Asım ve İbn Amir; (...)
şeklinde "ya" ile yani bütün bunlar aynı su ile sulanır anlamında
okumuştur. Diğerleri ise; "Bağlar" kelimesi dolayısıyla
"te" ile okumuşlardır. Ebu Hatim ve Ebu Ubeyde de bu okuyuşu tercih
etmişlerdir. Ebu Amr da der ki: "Te" ile okumak -Yüce Allah'ın:
"Onlardan bir kısmını lezzetlerinde, bir kısmından üstün kılıyoruz"
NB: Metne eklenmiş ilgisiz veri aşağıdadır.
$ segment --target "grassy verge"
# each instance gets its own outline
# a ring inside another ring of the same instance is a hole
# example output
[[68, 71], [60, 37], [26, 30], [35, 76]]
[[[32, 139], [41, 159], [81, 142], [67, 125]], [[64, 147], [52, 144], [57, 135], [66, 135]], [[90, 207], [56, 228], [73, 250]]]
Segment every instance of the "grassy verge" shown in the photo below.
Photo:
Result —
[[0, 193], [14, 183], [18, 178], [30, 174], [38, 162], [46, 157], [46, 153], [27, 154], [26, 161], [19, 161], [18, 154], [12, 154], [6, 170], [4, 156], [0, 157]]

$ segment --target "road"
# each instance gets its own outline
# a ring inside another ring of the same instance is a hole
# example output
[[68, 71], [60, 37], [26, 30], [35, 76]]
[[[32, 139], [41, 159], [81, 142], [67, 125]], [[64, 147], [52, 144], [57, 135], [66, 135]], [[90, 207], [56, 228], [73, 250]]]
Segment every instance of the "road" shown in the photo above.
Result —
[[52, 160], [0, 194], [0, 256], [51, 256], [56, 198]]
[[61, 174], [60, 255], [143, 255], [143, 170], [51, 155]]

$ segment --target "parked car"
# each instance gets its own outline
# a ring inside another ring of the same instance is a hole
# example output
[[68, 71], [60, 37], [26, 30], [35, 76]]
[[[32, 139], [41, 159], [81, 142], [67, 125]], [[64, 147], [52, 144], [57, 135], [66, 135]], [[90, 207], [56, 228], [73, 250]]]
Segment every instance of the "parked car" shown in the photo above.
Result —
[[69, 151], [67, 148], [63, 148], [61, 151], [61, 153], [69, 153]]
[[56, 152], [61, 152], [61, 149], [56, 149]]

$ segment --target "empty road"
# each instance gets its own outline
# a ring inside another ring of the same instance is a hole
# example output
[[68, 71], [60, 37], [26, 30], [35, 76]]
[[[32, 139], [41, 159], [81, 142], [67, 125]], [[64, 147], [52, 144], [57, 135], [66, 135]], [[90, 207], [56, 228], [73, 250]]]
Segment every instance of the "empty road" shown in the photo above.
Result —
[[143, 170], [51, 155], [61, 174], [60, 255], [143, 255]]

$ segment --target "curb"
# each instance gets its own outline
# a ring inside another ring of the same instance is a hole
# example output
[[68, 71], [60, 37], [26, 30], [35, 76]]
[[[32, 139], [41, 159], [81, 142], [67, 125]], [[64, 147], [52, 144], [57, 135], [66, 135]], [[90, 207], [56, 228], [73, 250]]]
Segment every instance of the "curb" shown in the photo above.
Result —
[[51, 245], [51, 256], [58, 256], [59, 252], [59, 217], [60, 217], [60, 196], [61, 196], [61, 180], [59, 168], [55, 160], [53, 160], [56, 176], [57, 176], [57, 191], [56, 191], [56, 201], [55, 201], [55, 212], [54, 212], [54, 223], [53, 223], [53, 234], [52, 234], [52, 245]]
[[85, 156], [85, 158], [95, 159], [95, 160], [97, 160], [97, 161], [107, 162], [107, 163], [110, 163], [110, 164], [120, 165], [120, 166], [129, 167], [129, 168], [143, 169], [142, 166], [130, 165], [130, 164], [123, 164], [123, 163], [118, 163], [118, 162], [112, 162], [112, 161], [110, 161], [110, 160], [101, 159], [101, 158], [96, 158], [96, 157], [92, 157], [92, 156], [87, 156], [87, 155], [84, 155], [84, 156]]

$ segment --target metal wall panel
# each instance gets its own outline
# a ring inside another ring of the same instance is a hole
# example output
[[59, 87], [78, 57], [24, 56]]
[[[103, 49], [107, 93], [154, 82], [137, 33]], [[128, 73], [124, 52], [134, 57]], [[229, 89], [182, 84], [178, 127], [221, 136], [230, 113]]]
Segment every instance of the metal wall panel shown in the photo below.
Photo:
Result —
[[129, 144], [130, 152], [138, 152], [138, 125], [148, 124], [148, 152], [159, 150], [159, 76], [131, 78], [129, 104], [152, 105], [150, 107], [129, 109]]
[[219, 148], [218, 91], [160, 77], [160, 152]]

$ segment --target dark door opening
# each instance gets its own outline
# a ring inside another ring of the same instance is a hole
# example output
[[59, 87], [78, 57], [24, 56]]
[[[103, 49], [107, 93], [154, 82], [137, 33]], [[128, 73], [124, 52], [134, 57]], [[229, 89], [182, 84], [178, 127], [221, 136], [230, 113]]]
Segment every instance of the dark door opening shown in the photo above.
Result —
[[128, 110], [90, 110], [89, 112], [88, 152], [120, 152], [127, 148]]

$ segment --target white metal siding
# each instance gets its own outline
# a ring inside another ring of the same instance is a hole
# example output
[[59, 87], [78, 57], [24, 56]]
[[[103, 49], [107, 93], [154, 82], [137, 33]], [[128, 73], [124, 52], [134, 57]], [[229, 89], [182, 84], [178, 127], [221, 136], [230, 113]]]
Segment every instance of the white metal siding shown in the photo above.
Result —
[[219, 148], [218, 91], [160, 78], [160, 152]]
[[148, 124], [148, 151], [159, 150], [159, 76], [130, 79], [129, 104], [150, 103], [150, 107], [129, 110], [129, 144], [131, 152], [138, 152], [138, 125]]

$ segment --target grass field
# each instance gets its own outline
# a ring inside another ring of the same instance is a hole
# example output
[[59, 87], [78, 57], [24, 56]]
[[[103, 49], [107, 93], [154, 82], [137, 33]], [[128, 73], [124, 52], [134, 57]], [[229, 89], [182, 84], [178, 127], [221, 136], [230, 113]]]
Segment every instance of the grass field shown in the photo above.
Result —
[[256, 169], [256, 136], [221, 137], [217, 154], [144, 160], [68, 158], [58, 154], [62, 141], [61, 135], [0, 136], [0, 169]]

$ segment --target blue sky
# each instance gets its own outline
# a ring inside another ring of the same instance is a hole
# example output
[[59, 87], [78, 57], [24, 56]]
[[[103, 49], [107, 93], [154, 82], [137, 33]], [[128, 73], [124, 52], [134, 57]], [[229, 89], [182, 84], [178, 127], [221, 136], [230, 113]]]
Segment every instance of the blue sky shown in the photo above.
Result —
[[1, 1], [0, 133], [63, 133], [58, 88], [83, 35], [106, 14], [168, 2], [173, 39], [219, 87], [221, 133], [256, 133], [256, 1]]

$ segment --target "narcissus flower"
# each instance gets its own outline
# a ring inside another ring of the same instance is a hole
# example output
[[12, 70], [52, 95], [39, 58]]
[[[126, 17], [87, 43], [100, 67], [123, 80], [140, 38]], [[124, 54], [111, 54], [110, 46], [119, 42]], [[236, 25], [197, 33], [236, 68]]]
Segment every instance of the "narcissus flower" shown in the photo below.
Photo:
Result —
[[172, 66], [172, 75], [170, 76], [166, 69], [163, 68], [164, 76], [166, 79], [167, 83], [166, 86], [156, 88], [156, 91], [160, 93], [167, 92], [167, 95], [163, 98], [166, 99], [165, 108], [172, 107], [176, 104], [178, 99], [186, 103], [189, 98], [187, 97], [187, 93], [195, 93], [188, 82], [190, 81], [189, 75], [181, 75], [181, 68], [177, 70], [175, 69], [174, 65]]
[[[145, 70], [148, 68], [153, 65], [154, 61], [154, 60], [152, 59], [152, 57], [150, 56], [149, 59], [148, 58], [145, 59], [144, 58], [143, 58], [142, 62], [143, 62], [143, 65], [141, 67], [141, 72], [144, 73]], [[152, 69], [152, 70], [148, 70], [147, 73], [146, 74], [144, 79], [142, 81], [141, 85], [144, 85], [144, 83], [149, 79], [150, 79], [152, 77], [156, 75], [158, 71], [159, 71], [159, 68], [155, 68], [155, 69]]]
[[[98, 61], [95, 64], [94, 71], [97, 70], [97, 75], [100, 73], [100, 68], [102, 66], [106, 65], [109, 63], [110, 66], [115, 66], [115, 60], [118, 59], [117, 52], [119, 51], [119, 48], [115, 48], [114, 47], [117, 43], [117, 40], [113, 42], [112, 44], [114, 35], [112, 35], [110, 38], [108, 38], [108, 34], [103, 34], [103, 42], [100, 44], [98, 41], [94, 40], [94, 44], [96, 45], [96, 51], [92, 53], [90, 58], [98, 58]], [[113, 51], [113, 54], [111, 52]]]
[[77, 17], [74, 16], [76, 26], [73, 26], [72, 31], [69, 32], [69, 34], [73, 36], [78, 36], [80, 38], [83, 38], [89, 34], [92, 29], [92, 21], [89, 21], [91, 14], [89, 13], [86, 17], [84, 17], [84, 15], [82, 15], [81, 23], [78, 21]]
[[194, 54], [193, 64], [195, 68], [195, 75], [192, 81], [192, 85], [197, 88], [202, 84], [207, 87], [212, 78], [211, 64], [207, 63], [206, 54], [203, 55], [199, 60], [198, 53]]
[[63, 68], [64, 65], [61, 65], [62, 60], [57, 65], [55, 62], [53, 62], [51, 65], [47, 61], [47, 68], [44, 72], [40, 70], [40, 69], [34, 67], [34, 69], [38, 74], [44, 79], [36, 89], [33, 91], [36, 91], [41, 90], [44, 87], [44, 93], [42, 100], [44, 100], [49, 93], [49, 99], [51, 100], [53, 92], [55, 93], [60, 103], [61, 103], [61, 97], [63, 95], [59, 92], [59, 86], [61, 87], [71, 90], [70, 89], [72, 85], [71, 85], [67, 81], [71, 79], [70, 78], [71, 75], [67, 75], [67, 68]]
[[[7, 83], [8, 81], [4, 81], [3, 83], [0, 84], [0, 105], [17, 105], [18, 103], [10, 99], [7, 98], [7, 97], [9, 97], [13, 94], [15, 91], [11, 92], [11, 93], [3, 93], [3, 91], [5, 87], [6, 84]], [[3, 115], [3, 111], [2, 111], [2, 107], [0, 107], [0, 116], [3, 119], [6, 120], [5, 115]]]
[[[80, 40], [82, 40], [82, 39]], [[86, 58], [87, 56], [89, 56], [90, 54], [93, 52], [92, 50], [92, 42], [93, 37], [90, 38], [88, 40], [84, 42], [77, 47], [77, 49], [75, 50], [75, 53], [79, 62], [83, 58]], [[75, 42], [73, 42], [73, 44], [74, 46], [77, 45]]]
buyruğu dolayısıyla -"te" ile okumak daha güzeldir. Çünkü burada
görüldüğü gibi; "Onlardan bir kısmı" derken müennes zamir kullanmış,
(...) diye müzekker zamir kullanmamıştır.
Hamza, el-Kisai ve
diğerleri ise; "üstün kılar" anlamında ve daha önce geçen: "Her
işi yerli yerince düzenler, uzun uzadıya açıklar ... O bürüyor."
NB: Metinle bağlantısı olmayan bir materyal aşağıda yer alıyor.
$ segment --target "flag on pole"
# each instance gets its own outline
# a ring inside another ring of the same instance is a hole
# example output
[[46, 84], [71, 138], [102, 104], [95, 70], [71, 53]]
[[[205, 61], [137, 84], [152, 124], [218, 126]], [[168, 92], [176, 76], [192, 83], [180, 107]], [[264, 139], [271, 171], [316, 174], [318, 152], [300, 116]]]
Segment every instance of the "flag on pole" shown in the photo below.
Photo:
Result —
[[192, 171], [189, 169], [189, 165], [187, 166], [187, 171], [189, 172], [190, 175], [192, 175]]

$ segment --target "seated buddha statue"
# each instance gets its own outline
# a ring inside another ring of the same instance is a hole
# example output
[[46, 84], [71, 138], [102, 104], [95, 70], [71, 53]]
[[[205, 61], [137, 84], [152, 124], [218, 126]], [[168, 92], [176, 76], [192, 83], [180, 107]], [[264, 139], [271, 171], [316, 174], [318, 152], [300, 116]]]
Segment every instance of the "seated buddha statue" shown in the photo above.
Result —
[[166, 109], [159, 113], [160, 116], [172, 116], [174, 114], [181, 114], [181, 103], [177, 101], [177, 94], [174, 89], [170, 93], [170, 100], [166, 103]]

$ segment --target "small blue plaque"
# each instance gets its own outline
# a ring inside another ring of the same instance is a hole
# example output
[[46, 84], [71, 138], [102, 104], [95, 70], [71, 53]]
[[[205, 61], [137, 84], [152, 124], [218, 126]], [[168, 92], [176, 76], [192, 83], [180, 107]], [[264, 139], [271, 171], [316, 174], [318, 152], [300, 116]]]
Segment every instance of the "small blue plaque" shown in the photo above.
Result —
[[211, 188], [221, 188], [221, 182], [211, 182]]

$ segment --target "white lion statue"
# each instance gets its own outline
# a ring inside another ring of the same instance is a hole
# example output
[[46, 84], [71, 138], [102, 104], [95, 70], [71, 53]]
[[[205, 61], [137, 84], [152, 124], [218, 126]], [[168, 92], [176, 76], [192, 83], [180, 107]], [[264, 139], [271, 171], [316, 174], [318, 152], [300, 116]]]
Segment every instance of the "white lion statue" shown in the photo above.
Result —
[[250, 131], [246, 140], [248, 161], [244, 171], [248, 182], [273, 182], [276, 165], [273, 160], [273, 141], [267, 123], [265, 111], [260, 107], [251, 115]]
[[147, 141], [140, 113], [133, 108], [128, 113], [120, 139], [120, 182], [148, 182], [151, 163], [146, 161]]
fiillerine uygun olarak "ya" ile okumuşlardır. Diğerleri ise
"Biz üstün kılıyoruz" anlamında "nun" ile okumuşlardır.
Cabir b. Abdullah
rivayetle der ki: Peygamber (s.a.v.)'i, Ali (r.a)'a şöyle derken dinledim:
"İnsanlar değişik ağaçlardandır, Ben ve sen ise aynı ağaçtan
yaratıldık." Daha sonra Peygamber (s.a.v.) "Yeryüzünde birbirine
komşu bir çok kıtalar ... " buyruğunu "hepsi aynı su ile
sulanır" buyruğuna kadar okudu,
"Lezzetler"
meyvelerCin tatları lezzetleri) demektir. İbn Abbas der ki: Tatlı, ekşi, kimisi
Farisi (kaliteli) hurmadır, kimisi de bayağı ve adi hurmadır.
Ebu Hureyre'den merfu
olarak rivayet edilen bir hadise göre RasUlullah (s.a.v.) Yüce Allah'ın:
"Yine de onlardan bir kısmını lezzetlerinde, bir kısmından üstün
kılıyoruz" buyruğu hakkında şöyle dediğini rivayet etmektedir:
"Kimisi Farisi türüdür, kimisi bayağıdır, kimisi tatlı, kimisi de
ekşidir'', Bunu da es-Sa'lebi nakletmektedir.
el-Hasen der ki: Bu
ayet-i kerimeden maksat misal vermektir, Şanı Yüce Allah bunu Ademoğullarına
misal göstertmektedir. Onlar asılları itibariyle birdirler, fakat hayır, şer,
iman ve küfür bakımından aynı sudan sulanmış mahsullerin çeşitliliği gibi
farklı farklıdırlar. Şairin şu mısraları da bu kabildendir: "İnsanlar da
yetişen bitkiler gibidirler, bitkiler de çeşit çeşittir, Kimisi sandal
ağacıdır, kimisi kafur, kimisi de sorgun (ban) ağacıdır. Kimi ağaçtan da ömür
boyu katran sızar."
"Şüphesiz bunlarda
da aklını kullananlar için ayetler" Yüce Allah'ın buyruklarını anlayıp kavrayacak
kalbe sahip olan kimseler için alametler "vardır."